The next step is to look at the background of the project:

  • How did your client find you?
    Doing this helps set the scene and helps the reader get into the mindset of a potential customer –for example, you have a good website that gave people confidence to contact you. If it’s a referral, it’s also a great way to prove you’re good enough at what you do to be referred by your previous customers, which is very reassuring to see.
  • What did your client need?
    This sets out the requirements of your client. It’s about the problems they were facing. It’s a great way to show – using real world details – the sorts of things you can handle. It’s also a way for your reader to step into the shoes of your client because they may be having similar problems.
  • Why did your client appoint you?
    This is how you establish your credentials. What did you offer that your competitors didn’t that meant you secured the contract?

Next, you look at the solution you provided:

  • What was the solution?
    Here is where you showcase your expertise by outlining the solution you came up with to your client’s problems.
  • What were the unique / interesting / challenging features of the project?
    This helps you highlight that you’re a cut above your competitors.
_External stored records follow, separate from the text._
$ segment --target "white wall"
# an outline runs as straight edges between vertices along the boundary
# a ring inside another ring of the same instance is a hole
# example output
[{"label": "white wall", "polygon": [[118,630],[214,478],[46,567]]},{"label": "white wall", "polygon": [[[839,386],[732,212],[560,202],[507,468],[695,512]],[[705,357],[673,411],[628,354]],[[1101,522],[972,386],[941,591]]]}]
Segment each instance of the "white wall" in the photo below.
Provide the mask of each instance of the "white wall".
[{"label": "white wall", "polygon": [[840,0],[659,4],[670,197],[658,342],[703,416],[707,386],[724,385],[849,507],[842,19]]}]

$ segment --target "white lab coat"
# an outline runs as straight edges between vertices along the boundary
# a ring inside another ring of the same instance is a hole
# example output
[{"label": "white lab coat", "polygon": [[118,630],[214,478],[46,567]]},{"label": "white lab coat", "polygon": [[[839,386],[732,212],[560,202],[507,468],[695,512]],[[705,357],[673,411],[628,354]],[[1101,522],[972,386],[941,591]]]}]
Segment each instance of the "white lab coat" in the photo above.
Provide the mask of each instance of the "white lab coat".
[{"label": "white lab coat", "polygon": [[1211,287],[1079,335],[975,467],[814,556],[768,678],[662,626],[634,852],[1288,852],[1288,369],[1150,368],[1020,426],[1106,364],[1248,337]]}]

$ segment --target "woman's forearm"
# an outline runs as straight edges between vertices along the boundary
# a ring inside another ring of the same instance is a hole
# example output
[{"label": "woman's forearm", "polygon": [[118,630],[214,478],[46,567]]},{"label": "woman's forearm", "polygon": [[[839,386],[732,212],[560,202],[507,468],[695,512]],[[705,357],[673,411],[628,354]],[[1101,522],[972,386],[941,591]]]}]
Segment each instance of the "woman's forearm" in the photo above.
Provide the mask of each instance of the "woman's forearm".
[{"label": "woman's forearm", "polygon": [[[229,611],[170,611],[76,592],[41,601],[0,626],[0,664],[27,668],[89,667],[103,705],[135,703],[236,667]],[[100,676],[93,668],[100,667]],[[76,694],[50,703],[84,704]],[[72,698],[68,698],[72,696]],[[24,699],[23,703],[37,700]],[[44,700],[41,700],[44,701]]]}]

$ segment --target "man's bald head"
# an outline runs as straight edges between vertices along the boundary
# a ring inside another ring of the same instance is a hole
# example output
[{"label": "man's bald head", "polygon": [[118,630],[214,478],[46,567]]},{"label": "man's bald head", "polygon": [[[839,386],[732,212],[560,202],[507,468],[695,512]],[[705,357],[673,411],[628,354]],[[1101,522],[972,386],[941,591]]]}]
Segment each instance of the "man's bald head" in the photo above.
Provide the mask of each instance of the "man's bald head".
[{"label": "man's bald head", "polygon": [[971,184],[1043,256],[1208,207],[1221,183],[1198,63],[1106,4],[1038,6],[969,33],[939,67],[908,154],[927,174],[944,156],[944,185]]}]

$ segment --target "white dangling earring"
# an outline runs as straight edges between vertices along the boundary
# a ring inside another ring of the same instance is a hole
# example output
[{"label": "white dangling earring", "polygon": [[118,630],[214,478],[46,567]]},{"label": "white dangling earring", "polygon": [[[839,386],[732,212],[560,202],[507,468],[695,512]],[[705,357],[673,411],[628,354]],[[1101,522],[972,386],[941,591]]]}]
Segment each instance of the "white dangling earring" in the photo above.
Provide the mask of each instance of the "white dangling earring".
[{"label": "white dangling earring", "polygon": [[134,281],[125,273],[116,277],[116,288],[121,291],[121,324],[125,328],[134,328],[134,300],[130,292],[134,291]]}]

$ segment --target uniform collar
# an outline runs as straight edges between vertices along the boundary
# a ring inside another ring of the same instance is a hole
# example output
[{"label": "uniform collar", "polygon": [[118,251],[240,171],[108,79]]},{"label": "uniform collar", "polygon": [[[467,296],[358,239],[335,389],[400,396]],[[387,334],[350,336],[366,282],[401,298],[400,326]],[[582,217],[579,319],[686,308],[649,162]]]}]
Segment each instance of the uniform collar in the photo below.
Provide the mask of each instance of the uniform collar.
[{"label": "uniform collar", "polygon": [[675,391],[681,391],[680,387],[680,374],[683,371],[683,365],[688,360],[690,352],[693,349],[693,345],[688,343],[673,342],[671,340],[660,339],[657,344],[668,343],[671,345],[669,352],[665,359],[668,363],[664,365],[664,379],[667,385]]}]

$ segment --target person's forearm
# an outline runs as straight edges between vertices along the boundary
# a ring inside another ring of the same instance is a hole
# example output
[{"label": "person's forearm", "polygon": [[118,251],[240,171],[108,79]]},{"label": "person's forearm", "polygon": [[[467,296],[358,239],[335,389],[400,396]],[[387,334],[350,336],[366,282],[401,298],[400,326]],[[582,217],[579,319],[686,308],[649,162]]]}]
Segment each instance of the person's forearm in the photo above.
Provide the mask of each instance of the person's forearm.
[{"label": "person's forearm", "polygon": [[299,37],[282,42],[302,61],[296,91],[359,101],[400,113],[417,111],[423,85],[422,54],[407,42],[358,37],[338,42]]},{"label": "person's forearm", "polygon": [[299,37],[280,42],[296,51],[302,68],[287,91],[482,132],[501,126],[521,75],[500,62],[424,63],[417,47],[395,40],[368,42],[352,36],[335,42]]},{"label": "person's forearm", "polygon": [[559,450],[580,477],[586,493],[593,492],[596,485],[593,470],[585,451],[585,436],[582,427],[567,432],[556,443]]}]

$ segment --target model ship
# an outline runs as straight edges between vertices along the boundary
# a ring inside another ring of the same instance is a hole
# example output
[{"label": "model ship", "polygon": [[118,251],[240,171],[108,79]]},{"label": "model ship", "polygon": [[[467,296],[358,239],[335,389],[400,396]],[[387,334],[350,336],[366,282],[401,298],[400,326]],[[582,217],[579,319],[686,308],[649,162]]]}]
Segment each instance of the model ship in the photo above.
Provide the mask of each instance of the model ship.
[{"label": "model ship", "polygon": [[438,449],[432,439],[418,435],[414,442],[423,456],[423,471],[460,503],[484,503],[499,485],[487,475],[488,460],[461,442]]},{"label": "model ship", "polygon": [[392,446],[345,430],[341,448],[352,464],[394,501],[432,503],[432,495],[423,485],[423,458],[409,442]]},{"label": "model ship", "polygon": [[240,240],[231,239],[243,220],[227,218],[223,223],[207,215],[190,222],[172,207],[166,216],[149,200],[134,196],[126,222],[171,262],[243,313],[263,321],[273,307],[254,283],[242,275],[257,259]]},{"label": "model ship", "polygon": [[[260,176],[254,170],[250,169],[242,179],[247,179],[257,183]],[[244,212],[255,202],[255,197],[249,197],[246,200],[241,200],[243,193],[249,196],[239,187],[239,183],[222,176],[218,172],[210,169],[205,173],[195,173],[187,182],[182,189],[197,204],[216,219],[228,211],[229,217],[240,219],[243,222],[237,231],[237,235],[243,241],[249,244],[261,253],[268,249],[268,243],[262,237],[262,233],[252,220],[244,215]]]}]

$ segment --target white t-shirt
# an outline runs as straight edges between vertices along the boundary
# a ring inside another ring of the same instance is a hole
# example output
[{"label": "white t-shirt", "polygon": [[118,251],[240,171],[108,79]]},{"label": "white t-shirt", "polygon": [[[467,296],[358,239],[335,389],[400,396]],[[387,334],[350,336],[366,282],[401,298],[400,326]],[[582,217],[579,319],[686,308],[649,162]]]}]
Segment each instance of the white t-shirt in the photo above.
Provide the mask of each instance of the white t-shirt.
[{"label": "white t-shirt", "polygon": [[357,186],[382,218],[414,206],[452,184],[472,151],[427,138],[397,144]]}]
Think about the areas of the project that lesser contractors may have struggled with. This might be a particularly complex technical requirement. It might be working with or around other contractors. It might be a tight timescale. It might be multiple stakeholders. Did the requirements change halfway through? It might also be things that your clients may consider to be a problem but you don’t (think back to your initial discussions with your client – were there things they mentioned as potential stumbling blocks that you were able to dismiss with a wave of the hand?)
  • How were these features overcome?
    Again, here’s where you showcase your expertise by explaining what you did about these ‘problems’.

Finally, look at the results:

  • How successful was the project?
    If you can get cold hard stats here, that’s fantastic (your sales training helped them grow by 10% in six months; they got 50% more orders in the following six months etc) but emotional responses such as ‘we are so much more confident when working with x’ or ‘it’s made our lives so much easier’ are also very valuable. Essentially, you want to demonstrate that your work left your client in a better state than when you came to them.

Interview your client

Essentially, these questions are the same as the questions you asked yourself but they get you your client’s point of view in their own words. Their answers will give you useful insights, not to mention quotes and testimonials you can use in the case study and in other marketing materials. You need to find out:

  • Why they decided they needed help and what were the problems they needed solved?
  • Why did they choose to work with you?
  • How did they find working with you?
    This is a good way to highlight the value added extras you give. It’s also great for general feedback that – while you might not use it in the case study – will be useful to help you improve.
  • How has the work you did helped their business?

Decide on your approach

Once you’ve gathered all the information you need to write the case study, the next step is to decide on the approach. Do you need something short and snappy or something detailed and in-depth? Does it need to be formal or informal? The answers to these questions will often depend on the type of company you are and the context the case study will be used in. I look at the options in more depth in my How to write a good case study e-course.

Start writing

When you have gathered all the information and confirmed the approach, it’s time to get going and write the case study. Good luck!